Research on the Robustness Enhancement in the Speaker Recognition
|School||Beijing University of Posts and Telecommunications|
|Course||Signal and Information Processing|
|Keywords||speaker verification text-independent Gaussian mixture model supper vector support vector machine cross similarity measurement robustness enhancement|
Speaker recognition, also known as voiceprint recognition, is an important branch of speech signal processing and is one of the most popular research fields about speech. Speaker recognition is the one that authorizes the speaker identity based on its voice or speech. This paper introduced the basic principle of speaker recognition and research history and status quo, and mainly focuses on how to enhance the robustness of the text-independent speaker recognition. Two of the dominative modeling methods: Gaussian mixture model and support vector machine were discussed. Various kinds of technologies for the robustness enhancement were analyzed in the feature, model and score domain respectively. This paper proposed a combined SVM system using GMM supper vector and its test score normalization, and a cross similarity measurement and its use for the score normalization and symmetric scoring.In the research, the prevalent and open-source speech recognition toolkit developed by Cambridge University is used to build the verification system.
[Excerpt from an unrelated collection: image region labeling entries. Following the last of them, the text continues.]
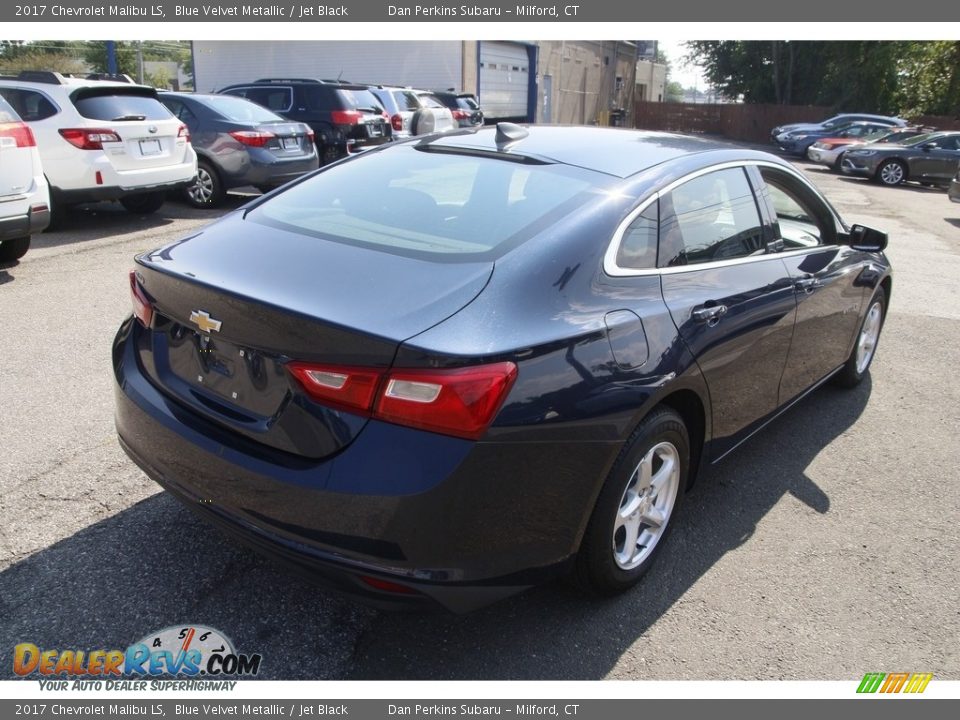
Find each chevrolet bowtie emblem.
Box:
[190,310,223,333]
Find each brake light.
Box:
[330,110,363,125]
[130,270,153,328]
[0,122,37,147]
[287,362,383,415]
[230,130,276,147]
[60,128,121,150]
[287,362,517,440]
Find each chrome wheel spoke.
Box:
[613,442,680,570]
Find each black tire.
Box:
[0,235,30,262]
[573,407,690,596]
[120,192,167,215]
[874,160,907,187]
[834,287,887,388]
[183,160,227,209]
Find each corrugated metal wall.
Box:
[193,40,463,92]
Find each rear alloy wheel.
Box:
[574,407,690,595]
[877,160,907,187]
[0,235,30,262]
[120,192,166,215]
[183,162,226,208]
[835,287,887,388]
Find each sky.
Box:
[659,40,707,90]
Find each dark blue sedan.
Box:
[113,124,892,611]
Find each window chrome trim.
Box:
[603,160,843,277]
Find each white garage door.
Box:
[480,42,531,118]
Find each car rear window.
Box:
[0,96,20,122]
[393,90,420,112]
[247,147,614,262]
[203,95,285,123]
[337,88,383,113]
[71,90,173,122]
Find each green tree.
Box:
[897,41,960,117]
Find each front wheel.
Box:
[574,407,690,595]
[877,160,907,187]
[120,192,166,215]
[835,287,887,388]
[183,162,226,208]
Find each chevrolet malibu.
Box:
[113,123,892,611]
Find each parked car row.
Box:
[0,96,50,262]
[770,109,960,197]
[0,71,197,248]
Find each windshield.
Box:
[900,133,942,145]
[247,146,615,262]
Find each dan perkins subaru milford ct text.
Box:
[387,5,580,18]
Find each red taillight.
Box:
[0,122,37,147]
[230,130,276,147]
[130,270,153,328]
[330,110,363,125]
[373,362,517,440]
[288,362,517,440]
[287,362,383,415]
[60,128,121,150]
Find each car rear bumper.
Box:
[0,201,50,240]
[807,146,842,165]
[114,321,619,612]
[840,155,876,177]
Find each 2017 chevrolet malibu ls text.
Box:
[113,124,892,611]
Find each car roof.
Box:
[424,123,784,178]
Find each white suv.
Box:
[0,71,197,222]
[0,97,50,263]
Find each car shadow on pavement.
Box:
[0,486,375,680]
[30,195,250,249]
[350,376,870,680]
[0,376,870,680]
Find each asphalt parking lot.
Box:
[0,158,960,680]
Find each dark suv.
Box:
[433,90,483,127]
[218,78,392,164]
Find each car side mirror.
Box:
[840,225,887,252]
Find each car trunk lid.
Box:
[136,216,492,458]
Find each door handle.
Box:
[793,277,823,295]
[693,305,727,327]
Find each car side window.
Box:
[617,201,660,270]
[658,168,766,267]
[0,88,57,122]
[760,167,836,250]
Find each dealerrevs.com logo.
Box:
[13,625,262,690]
[857,673,933,694]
The final system employs the PLP feature parameter and various techniques, such as RASTA filtering, feature compensation and transformation, model adaptation, score normalization and nuisance attribute projection, were used to optimize the system. As the experimental results shown, the final recognition system performed well and approached the state-of-the-art level according to the results of NIST Year 2006 and 2008 Speaker Recognition Evaluations announced by the national institute of standards and technology.In this paper, experiments were mainly conducted on the text-independent speaker verification system under the telephonic and microphonic channels. But it is worthwhile to point out that many techniques and methods are valuable for the reference and application by other speaker verification tasks, speaker identification and even speech recognition.